The exclusion set out in subsection 3(5) of the ESA for post-secondary students in an approved university program does not apply here, since these internships do not form part of any college or university program. This set of facts give rise to the concern that this is a possible example of employers mischaracterizing employees as interns to avoid their obligations under the ESA in areas like minimum wage and occupational health. It’s also noteworthy to state that a number of postings from Absolute Internship appear on the York University website. These positions require students to pay over $6,999.00 for the opportunity to complete an international internship.
Unpaid internships present an emerging form of inequity in the labour market, as the social location of certain students prevents them from undertaking unpaid work. Family status, disability, socio-economic class, and age are all considerations that might preclude students from being able to derive the tangible benefits these internships present in the form of networking, on-the-job experience and hard transferable skills. This represents an inequality of opportunity and a barrier to social mobility since, generally, only students from wealthy families have the ability to engage in unpaid work, or possess the ability to pay for an unpaid internship. In an increasingly competitive economy, these unpaid internships present a very real path into the high-end labour market which is focused on knowledge-sector jobs, rather than the growing labour market in low-wage, low-potential jobs in the service sector.
Perhaps what is most troubling about these unpaid internships is York University’s tacit endorsement of possibly illegal and ethically questionable forms of employment. There is a deep complicity here in the exploitative arrangements that involve the university’s own students, and it appears that little thought or scrutiny has gone into ascertaining whether these sorts of job postings ought to appear on the Career Centre’s website. Ignoring the legality and taking an uncritical stance towards precarious work in the midst of a deteriorating youth labour market is not gaining the academy any credibility as a societal institution amid the crocodile tears spilled by administrators over ongoing concerns regarding student debt, affordability and constant tuition increases.
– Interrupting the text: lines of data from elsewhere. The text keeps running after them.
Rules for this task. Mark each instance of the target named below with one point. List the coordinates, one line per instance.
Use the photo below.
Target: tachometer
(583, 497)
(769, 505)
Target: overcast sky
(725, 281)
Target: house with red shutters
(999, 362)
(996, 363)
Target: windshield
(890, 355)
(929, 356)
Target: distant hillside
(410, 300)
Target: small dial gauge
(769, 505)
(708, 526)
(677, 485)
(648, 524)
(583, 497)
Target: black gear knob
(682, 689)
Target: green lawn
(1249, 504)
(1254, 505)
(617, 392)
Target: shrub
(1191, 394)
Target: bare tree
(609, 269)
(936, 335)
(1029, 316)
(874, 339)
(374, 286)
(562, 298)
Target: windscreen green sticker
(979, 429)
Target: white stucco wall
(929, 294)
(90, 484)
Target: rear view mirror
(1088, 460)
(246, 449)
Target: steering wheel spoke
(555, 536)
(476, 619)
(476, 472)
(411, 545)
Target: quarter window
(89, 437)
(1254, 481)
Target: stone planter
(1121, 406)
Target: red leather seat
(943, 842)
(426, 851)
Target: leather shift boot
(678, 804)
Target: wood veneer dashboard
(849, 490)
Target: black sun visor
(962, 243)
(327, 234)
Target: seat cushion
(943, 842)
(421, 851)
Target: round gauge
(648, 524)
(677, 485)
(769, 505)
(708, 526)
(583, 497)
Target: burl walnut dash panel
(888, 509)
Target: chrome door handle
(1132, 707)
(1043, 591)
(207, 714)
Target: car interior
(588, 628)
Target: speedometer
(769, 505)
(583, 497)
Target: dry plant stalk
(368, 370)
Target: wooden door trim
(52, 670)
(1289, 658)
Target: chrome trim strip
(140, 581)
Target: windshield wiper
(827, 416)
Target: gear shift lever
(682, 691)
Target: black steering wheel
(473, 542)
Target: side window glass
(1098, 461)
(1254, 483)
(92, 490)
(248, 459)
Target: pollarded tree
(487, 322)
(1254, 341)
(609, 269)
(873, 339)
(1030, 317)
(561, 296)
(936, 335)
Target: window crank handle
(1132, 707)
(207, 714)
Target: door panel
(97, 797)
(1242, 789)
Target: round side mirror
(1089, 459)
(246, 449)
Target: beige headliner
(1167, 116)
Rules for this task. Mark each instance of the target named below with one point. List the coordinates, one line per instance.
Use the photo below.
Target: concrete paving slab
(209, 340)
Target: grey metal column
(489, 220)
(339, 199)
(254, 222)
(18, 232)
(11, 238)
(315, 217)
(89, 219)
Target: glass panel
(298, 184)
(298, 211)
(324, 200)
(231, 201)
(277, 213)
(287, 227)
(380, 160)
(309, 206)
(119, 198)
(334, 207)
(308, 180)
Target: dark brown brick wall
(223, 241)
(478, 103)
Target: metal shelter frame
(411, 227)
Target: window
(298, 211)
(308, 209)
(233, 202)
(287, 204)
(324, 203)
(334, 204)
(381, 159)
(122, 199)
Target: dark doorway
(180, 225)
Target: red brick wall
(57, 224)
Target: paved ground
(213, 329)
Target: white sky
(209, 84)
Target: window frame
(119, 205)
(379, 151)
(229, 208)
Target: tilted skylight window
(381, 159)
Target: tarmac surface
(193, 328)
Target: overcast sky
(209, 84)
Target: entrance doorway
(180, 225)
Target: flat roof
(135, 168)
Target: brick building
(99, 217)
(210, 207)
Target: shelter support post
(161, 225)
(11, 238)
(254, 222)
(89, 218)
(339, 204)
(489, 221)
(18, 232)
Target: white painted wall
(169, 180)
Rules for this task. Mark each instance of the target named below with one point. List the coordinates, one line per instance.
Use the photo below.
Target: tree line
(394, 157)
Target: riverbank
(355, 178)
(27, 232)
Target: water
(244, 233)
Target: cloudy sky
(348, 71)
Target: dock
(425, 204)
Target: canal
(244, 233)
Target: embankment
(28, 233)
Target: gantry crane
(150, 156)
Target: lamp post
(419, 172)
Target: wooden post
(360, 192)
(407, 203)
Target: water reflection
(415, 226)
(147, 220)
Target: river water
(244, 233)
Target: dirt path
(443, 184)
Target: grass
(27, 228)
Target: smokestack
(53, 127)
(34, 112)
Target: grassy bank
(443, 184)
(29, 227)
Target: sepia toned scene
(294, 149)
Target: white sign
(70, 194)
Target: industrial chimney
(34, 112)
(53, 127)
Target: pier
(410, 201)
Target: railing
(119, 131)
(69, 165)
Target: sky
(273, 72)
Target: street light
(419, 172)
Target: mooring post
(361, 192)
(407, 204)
As vitally important institutions in society, universities must come to the realization that they have a critical role to play in advocating for and ensuring the success of young people as they begin careers.
Whether they like it or not, universities are increasingly being called upon to prepare students for entry into the labour market; this is a role that universities have not traditionally played and one that institutionally they are not prepared to handle in any meaningful way. Perhaps unpaid internships represent a policy stopgap of sorts as universities struggle to find ways to assist students entering the new economy, especially with governments unwilling to implement ameliorative labour market interventions that could ease the school-to-work transition for youth amid calls for austerity measures rooted in the ideology of neoliberalism. This problematic situation represents a failure of key institutions in society to remedy the very real challenges facing the current generation entering the workforce, including: the disappearance of entry level positions, the rise of precarious forms of employment deviating from the standard employment relationship, and creeping credentialism. What is sorely needed is the creation of a sustained youth labour market strategy that takes a holistic and nuanced approach to creating sustainable jobs for young people in Canada. Universities clearly have a role to play in such strategies, and a good start would be taking a principled stance against the exploitation of their own students.(Note: this article was originally appeared as a guest blog post on David Doorey's Workplace Law Blog.)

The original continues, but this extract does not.